L’expression mémorielle et artistique

La persistance de l’Alsace-Lorraine dans l’œil de l’artiste

L'annexion de l'Alsace, d'une partie de la Moselle, de la Meurthe et des Vosges par l'Empire allemand est ratifiée par le traité de Francfort. Les Français pleurent la perte de ces provinces et peinent à s'approprier les nouveaux contours de leur pays, cette carte au liseré vert dessinée par l'Allemagne. La nouvelle frontière est incessamment représentée, parfois mise en scène sous l’œil du photographe, comme en témoignent les nombreuses cartes postales anciennes conservées aux archives départementales de Meurthe-et-Moselle (sous-série 2 Fi). Elle devient un lieu de commémoration, notamment à Mars-la-Tour en souvenir des combats qui s’y sont déroulés le 16 août 1870.

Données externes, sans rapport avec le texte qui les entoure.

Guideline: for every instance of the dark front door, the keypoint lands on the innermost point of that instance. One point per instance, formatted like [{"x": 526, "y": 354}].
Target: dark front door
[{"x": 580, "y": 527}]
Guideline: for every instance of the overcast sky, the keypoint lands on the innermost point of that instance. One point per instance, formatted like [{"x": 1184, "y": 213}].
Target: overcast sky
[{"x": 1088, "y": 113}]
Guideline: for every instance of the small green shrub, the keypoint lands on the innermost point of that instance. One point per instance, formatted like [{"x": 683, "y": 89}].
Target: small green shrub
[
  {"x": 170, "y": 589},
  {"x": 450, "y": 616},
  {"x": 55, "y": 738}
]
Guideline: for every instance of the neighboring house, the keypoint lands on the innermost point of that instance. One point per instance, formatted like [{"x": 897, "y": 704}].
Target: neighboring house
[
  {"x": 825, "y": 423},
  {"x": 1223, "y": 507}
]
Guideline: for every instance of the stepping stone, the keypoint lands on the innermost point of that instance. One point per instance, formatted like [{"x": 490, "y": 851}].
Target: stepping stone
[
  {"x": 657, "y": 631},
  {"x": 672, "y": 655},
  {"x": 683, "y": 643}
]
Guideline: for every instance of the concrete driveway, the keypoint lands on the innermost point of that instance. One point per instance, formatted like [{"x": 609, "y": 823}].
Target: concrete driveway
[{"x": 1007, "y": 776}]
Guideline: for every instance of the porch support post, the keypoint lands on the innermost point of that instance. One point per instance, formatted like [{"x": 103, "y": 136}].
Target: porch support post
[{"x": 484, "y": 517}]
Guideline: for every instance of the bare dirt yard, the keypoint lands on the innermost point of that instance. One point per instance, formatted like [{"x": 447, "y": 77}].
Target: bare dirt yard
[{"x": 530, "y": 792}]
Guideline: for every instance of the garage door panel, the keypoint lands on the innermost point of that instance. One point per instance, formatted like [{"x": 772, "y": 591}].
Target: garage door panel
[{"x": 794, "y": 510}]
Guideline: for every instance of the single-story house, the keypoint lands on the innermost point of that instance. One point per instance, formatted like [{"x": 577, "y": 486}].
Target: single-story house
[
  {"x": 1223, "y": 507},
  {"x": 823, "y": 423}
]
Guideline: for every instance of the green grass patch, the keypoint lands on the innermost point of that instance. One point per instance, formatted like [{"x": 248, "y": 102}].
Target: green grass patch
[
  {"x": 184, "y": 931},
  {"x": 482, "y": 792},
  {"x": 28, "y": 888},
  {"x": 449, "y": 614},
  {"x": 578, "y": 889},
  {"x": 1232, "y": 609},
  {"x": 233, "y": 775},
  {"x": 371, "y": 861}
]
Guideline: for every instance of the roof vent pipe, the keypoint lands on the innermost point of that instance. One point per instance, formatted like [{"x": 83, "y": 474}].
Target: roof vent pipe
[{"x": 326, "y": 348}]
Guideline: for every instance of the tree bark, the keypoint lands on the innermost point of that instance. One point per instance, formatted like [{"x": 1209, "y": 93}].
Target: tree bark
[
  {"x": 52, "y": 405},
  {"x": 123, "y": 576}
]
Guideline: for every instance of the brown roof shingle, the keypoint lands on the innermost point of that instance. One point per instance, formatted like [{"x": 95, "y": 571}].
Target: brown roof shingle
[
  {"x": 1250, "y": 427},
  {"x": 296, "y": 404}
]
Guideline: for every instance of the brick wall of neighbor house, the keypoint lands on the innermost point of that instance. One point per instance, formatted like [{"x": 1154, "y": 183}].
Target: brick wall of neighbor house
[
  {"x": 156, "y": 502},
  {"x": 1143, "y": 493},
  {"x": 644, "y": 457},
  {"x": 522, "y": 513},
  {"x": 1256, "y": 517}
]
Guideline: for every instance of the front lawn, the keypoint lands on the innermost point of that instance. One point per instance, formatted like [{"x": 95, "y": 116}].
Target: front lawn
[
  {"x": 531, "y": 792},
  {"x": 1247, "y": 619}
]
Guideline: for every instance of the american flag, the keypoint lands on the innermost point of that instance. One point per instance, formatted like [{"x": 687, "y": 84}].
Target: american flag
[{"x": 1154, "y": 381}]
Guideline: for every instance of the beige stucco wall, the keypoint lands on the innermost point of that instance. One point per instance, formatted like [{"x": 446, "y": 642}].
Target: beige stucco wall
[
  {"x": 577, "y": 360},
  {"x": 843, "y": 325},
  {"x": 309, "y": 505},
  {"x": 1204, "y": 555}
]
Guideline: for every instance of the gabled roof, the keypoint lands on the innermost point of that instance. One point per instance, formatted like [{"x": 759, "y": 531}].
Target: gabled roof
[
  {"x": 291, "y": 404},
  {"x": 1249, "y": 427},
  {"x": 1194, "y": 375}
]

Le thème du deuil de l'Alsace-Lorraine ne quitte plus la scène politique, et par voie de conséquence les lignes de la presse ou les documents figurés. Sa persistance dure jusqu'au recouvrement du territoire au terme de la Première Guerre mondiale. Pour preuve, l'Exposition internationale de l'Est de la France qui s'est tenue à Nancy de mai à novembre 1909 se fait encore un écho tardif de cette blessure avec la présence marquée de l’Alsace. Le Rapport général de l’exposition… rédigé par Louis Laffitte [1873-1914] (Paris, Nancy, Berger-Levrault, 1912) fait état d’une relation apaisée, signifiant la visite de touristes allemands et traduisant les articles élogieux de la presse allemande quant à l’événement. Cependant, il relève aussi les sentiments gallophobes, pangermanistes, d’un journaliste du Zeit : « parce que la majorité des habitants de Nancy est d’origine alsacienne [par suite d’option], le visiteur allemand se sent chez lui, mais il éprouve en même temps une impression fort désagréable. Il se sent chez lui, en effet, puisque les Alsaciens sont Allemands, malgré leurs protestations, et, d’autre part, il lui est désagréable qu’ils ne veulent pas l’être » (article du 11 août 1909). L’amertume est réciproque. Pour exemple, en 1910, en couverture du n° 260 de L’écho de Maréville (PER 2849), journal satirique, Jules d’Essac n’hésite pas à traiter nos voisins sans ménagement, en leur attribuant des agissements rustres et punissables : le dessin présente deux Allemands, cachés derrière un talus, à l’affût d’une jeune Lorraine s’étant trop approchée d’une borne-frontière.